О жизни Герасима Фирсова до появления его в Соловецком монастыре сведений не сохранилось. Предположительно на Соловки он пришел из города Москвы. Монашество принял, вероятно, на Соловках , куда явился приблизительно в конце 1640-х годов. Вероятно, вскоре после своего поступления в монастырь Герасим Фирсов ушел из обители и, «бегаючи», явился к патриарху московскому Никону с челобитной на Соловецкого настоятеля, архимандрита Илью. Несомненно, Никон нашел челобитную Фирсова вздорной и приказал бить его на патриаршем дворе плетьми нещадно, а затем сослать на север в Николо-Корельский монастырь[1].

Как долго пробыл Герасим в Николо-Корельском монастыре неизвестно, но отсюда он снова явился в Соловки и некоторое время исполнял должность приказного старца в монастырских береговых усольях: Варзужском, Умском и Яренском. Затем был сделан соборным старцем и стал ближайшим советником настоятеля Илии, на которого он не так давно жаловался патриарху[1].

В 1659 году архимандрит Илья скончался, и на его место братией монастыря был избран иеромонах Варфоломей. С новым настоятелем Герасим Фирсов не сошелся; Варфоломей, видимо, старался устранить его от участия в монастырских делах, не лишая его пока звания соборного старца. Но в 1665 году Варфоломей отнял у него и это почетное звание. Поводом к этому послужило следующее обстоятельство. В монастыре заболел казначей, старец Боголеп. Опасаясь внезапной смерти казначея, Варфоломей поручил некоторым соборным старцам освидетельствовать наличность монастырских сумм и имущества, бывших на руках у Боголепа. В числе назначенных лиц был и Герасим. Производя осмотр имущества старца Боголепа, Герасим ухитрился незаметно припрятать у себя принадлежавшие казначею часы. Похищение такой заметной и ценной вещи обнаружилось тотчас же. Старцы заподозрили Фирсова, который, по свидетельству Варфоломея, всегда был нечист на руку, о чем было хорошо известно всей монастырской братии. Фирсов не запирался и вскоре отдал часы «лицом». Этот поступок до такой степени возмутил старцев, производивших осмотр у Боголепа, что они подали настоятелю особую челобитную, в которой прямо заявляли, что «им впредь с Герасимом Фирсовым у монастырских дел быть нельзя». Эта челобитная решила участь Фирсова, и он был удален из числа членов монастырского собора[1].

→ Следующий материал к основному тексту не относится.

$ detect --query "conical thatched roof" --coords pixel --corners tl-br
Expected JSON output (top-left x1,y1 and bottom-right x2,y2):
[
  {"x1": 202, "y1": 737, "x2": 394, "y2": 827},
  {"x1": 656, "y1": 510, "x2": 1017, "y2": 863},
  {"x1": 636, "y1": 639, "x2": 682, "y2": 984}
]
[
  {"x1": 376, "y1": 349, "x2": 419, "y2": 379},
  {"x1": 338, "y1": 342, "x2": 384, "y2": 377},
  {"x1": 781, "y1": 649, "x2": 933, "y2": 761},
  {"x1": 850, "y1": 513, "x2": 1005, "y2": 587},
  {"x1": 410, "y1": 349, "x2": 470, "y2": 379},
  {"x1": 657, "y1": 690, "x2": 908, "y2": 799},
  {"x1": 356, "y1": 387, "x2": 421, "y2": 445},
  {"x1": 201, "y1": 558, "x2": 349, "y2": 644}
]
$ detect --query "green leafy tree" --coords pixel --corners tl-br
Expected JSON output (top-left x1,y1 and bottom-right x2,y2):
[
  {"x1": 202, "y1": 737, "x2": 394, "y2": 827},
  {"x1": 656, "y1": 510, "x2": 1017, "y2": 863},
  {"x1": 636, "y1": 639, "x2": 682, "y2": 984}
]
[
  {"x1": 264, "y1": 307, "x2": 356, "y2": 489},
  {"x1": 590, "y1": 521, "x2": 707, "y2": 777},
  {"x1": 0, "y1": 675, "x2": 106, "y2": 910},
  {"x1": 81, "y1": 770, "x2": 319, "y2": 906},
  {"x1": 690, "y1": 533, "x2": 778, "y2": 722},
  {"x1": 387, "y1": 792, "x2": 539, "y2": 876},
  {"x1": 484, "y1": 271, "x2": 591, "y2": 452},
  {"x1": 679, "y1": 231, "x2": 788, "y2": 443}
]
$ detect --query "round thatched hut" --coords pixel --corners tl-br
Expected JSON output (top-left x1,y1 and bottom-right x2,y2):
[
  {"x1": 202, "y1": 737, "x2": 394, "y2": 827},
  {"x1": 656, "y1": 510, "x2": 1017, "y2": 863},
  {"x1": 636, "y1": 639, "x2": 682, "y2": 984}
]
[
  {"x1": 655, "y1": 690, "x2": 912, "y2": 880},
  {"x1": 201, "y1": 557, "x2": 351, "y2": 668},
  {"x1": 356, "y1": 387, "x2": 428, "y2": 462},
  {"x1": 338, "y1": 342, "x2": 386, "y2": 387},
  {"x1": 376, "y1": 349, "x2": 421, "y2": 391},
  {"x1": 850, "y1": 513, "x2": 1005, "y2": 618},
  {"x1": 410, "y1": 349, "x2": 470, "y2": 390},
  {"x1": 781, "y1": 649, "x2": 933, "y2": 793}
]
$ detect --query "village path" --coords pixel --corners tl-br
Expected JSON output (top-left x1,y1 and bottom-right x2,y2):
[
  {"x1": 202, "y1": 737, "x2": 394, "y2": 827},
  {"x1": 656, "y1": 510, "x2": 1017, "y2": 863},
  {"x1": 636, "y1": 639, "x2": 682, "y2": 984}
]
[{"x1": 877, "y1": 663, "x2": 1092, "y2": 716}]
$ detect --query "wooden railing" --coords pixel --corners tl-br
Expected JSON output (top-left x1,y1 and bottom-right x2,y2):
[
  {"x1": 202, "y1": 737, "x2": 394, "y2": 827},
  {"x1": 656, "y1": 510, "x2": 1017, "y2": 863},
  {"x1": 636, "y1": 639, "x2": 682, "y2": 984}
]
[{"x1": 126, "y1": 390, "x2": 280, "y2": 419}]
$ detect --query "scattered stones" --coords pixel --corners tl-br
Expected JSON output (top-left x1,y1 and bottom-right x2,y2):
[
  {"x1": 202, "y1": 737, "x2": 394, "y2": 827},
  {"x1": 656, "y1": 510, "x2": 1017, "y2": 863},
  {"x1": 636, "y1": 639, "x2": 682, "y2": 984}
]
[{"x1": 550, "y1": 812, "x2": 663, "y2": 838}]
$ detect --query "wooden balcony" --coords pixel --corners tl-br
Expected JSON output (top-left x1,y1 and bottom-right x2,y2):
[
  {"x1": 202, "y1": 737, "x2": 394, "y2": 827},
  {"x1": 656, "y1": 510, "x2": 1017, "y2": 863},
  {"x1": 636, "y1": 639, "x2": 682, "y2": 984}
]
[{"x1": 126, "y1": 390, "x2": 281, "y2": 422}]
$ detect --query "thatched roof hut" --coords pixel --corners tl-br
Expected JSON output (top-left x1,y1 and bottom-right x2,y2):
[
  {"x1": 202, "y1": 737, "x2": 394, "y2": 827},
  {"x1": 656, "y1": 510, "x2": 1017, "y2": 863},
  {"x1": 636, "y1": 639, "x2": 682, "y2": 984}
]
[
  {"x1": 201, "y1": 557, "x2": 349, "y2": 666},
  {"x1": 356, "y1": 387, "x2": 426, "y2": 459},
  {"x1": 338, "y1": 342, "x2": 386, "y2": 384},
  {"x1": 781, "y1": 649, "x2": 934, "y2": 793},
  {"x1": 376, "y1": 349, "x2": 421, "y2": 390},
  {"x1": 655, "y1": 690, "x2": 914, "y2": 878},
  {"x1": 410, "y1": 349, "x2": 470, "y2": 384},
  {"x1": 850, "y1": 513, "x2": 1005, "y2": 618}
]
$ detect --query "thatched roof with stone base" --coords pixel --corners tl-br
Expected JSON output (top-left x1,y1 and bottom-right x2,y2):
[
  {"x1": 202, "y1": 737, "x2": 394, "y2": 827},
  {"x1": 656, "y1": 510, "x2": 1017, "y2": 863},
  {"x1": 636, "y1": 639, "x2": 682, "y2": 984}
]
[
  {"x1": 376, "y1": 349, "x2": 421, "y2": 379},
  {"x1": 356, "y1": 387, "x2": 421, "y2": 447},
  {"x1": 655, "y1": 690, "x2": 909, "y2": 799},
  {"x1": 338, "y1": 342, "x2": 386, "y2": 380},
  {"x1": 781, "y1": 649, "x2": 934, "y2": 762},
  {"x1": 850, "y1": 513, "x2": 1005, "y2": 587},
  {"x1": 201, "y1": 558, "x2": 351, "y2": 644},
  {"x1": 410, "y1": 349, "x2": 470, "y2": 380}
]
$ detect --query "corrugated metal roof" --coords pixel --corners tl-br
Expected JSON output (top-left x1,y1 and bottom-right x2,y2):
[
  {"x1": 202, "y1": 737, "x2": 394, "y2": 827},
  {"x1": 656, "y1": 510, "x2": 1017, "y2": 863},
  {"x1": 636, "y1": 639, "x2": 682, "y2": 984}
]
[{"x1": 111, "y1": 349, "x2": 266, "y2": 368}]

Обесчещенный и униженный в глазах братии, Фирсов не мог, конечно, не затаить злобы против своего настоятеля; с этого момента он становится открытым врагом Варфоломея. К этому времени у Варфоломея насчитывалось уже довольно много недругов из числа монастырских насельников. Герасим Фирсов стал во главе этих недовольных и явился вождем особой монастырской партии, партии строгих старообрядцев, не соглашавшихся ни на какие обрядовые уступки, готовых из-за «пелены», не подостланной под Евангелие во время чтения, восстать поголовно и учинить бунт. Может быть, Герасим Фирсов по своим убеждениям и не был таким фанатиком древнего благочестия. Но он стал во главе этой партии, побуждаемый чувством мщения и неприязни к своему настоятелю. Как бы то ни было, но приняв на себя руководство партией, Фирсов стал очень опасным для Варфоломея лицом. Он не отличался высокими нравственными качествами; за ним было очень много грехов в прошлом: он был нечист на руку, он любил с приятелями «пображничать и подебоширить», его буйства иногда оканчивались убийствами. Но как глава партии недовольных монахов он был на высоте своего положения. Как человек смелый, энергичный и к тому же человек книжный Фирсов сделал из своих приверженцев действительно грозную партию, одушевленную желанием жизнью постоять за целость благочестия. На первых порах столкновений с Варфоломеем у Фирсова не было; но когда Варфоломей уехал в Москву, откуда до монастыря дошли слухи, что он изменил старине, борьба с ним и его партией началась открытая и ожесточенная[1].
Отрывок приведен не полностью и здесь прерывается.